Background: High-specific activity iodine-131 metaiodobenzylguanidine (HSA I-131 MIBG; AZEDRA®) is the only FDA approved systemic treatment for locally advanced or metastatic pheochromocytoma or paraganglioma (PPGL). We have previously described pivotal study efficacy data that served as the basis for HSA I-131 MIBG approval demonstrating improvements in blood pressure control, objective tumor responses, and biomarker responses. Here we provide the results from a European Organization for the Research and Treatment of Cancer Quality of Life Questionnaire (EORTC QLQ-C30 v3) developed and validated to assess the quality of life (QoL) of cancer patients.

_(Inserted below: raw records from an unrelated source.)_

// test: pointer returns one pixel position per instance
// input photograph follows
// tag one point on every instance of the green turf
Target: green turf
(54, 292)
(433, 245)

Methods: Patients with iobenguane-avid PPGL who were ineligible for surgery, failed prior therapy or not candidates for chemotherapy were eligible to receive treatment. Patients received up to two therapeutic doses, each at ~500 mCi (18.5 GBq), administered ~90 days apart. QoL assessments, designed to measure cancer patients physical, psychological, and social functions, were measured by patient reporting of the EORTC QLQ-C30 v3. Questionnaires were administered at screening/baseline before the first therapeutic dose, at Weeks 3, 6, 10, 12, 15, 18, and 22, and monthly at months 6 to 12 following the first therapeutic dose. Best response within 12 months post-therapeutic dose 1 were determined. A high score (scale of 0 to 100) for overall global health status/QoL represents a high QoL. A high score (scale of 0 to 100) for the functional scales represents a high/healthy level of functioning. A high score (scale of 0 to 100) for a symptom scale/item represents a high level of symptomatology/problems.
Results: An improvement in mean±SD and median Global Health Status/QoL from baseline (n=57) compared with best response was observed (59.8±19.8 vs. 77.8±17.7 (+18.0); and 58.3 vs. 83.3 (+25.0), respectively). For each parameter of the five functional scales, mean scores after baseline (n=58) suggest an improvement in function that was sustained for at least 12 months: Role (64.3±29.9 vs. 86.2±19.8 (+21.9)); Social (67.7±29.2 vs. 90.2±20.0 (+22.5)); Physical (72.3±20.7 vs. 88.7±14.1 (+16.4)); Emotional (73.7±21.7 vs. 93.1±11.7 (+19.4)); and Cognitive (80.8±21.9 vs. 96.8±8.39 (+16.0)). For symptom scales (fatigue, pain, financial difficulties, insomnia, dyspnea, constipation, appetite loss, nausea and vomiting, and diarrhea), the best response mean scores after baseline suggest an improvement for all symptoms ranging from -26.5 (pain) to -6.2 (diarrhea).
Conclusions: In a pivotal clinical study, advanced PPGL patients physical, psychological, and social functions were all improved over baseline consistent with improvements in reported efficacy outcomes when treated with HSA I-131 MIBG.